A+ Australian wine tasting (Obama, Croke Park & all that)

Thankfully President Obama decided not to visit Croke Park on Monday, the venue for the annual A+ Australian Wine tasting. Had the American president wanted to poop the party, there would have been a lot of unhappy wine people ushered out the back door.

The crowd was made up of importers, retailers, restaurateurs, wine writers, and that band that groups pretty much all of us, ‘wine enthusiasts’. All were there to see the quality on show from the land down under, and as well as this we got a feel for the diversity, colour and character of the Australian wine community.

If you can imagine a large room with 29 or 30 tables (perhaps 6-10 wines per table) each showing a range of wines from different wineries and importers. The day began with the ‘silent zone’. The winemakers and importers had to leave the room and give the tasters some peace to work away themselves. It was also nice because it wasn’t too busy at that stage.

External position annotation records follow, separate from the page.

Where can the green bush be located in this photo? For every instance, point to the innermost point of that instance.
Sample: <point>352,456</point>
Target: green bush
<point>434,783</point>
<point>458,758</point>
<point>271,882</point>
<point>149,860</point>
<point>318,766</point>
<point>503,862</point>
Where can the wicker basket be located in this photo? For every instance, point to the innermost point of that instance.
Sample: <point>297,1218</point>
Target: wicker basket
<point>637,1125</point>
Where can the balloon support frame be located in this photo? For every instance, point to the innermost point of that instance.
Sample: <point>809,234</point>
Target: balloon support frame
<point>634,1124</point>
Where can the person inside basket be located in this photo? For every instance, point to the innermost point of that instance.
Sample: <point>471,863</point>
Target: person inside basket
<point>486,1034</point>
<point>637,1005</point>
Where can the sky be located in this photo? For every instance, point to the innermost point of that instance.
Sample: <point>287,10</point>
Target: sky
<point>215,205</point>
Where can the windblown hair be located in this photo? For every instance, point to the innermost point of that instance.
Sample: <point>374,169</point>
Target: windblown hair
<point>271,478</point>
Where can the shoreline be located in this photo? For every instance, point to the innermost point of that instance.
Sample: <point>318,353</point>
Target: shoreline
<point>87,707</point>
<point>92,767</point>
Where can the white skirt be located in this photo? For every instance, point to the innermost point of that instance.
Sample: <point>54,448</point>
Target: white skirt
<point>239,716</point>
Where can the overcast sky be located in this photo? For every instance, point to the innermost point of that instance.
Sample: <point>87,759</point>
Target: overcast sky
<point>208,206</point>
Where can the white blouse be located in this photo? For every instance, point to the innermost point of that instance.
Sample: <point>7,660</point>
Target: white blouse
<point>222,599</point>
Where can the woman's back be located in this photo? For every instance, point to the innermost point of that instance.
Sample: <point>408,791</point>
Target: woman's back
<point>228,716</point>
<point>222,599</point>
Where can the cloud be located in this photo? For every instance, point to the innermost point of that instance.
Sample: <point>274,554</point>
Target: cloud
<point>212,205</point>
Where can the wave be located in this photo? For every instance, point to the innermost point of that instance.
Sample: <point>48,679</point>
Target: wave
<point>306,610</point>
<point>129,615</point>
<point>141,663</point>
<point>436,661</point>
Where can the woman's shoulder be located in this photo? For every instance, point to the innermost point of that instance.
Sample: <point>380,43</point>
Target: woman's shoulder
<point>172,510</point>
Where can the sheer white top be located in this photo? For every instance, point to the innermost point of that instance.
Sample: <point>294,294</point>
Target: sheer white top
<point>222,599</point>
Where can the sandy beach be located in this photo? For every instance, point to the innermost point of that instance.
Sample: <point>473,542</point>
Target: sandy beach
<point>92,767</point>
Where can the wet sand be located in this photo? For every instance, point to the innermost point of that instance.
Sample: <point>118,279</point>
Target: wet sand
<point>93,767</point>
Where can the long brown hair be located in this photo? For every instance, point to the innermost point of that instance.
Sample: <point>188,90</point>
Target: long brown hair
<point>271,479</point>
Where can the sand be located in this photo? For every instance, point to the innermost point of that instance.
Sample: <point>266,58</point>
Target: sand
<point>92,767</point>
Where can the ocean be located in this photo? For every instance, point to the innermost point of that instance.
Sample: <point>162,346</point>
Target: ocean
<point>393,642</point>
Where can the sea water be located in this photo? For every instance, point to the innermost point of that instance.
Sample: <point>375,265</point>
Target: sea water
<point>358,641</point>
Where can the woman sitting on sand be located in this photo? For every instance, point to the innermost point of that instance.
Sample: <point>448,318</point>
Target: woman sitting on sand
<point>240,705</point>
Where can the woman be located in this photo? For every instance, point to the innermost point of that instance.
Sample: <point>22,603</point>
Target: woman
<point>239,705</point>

Stand no. 25 was a focused table, ‘The Pinot Pulpit’. Fifteen Pinot Noir’s from across Australia, all to be tasted blind as the bottles, and thus the labels, were concealed. There was a tasting route called ‘The Riesling Trail’, taking the taster through 17 different Rieslings. I thought the highlight was the tutored tasting. There were in fact three tutored tastings which took place in a separate room during the afternoon.

I went to the Chardonnay tutored tasting presented by Bernard Hickin, Chief Winemaker at Jacob’s Creek. ‘The Changing Face of Australian Chardonnay’ was the headline title for the session. A class of around 30 enthusiasts tasted nine Chardonnay’s over the space of 45 minutes, with Bernard discussing each one and tying it in with the above title. Aussie Chardonnay is moving away from super-rich, opulent, textured styles and is now offering more restraint and layered complexity using a more delicate balance of older oak.

I was gutted to miss the last tutored tasting – ‘Barossa Through the Ages’, which included a 1980 Eden Valley Cabernet Shiraz, a 2004 Semillon, and two we’re very familiar with here, Glaetzer’s 2005 Amon-Ra and Langmeil’s 2004 Freedom Shiraz. I had to catch a plane and was worried “the beast” might have been holding up traffic. In actual fact it got stuck here for most of the afternoon, so I was fine for time. You can check out Dermot Nolan’s Barossa beauties post on that one. *Damn*

And I must say, going back to Semillon, one of the highlights of the tasting for me was Peter Lehmann’s 2001 Semillon. Seriously, I mean seriously, brilliant.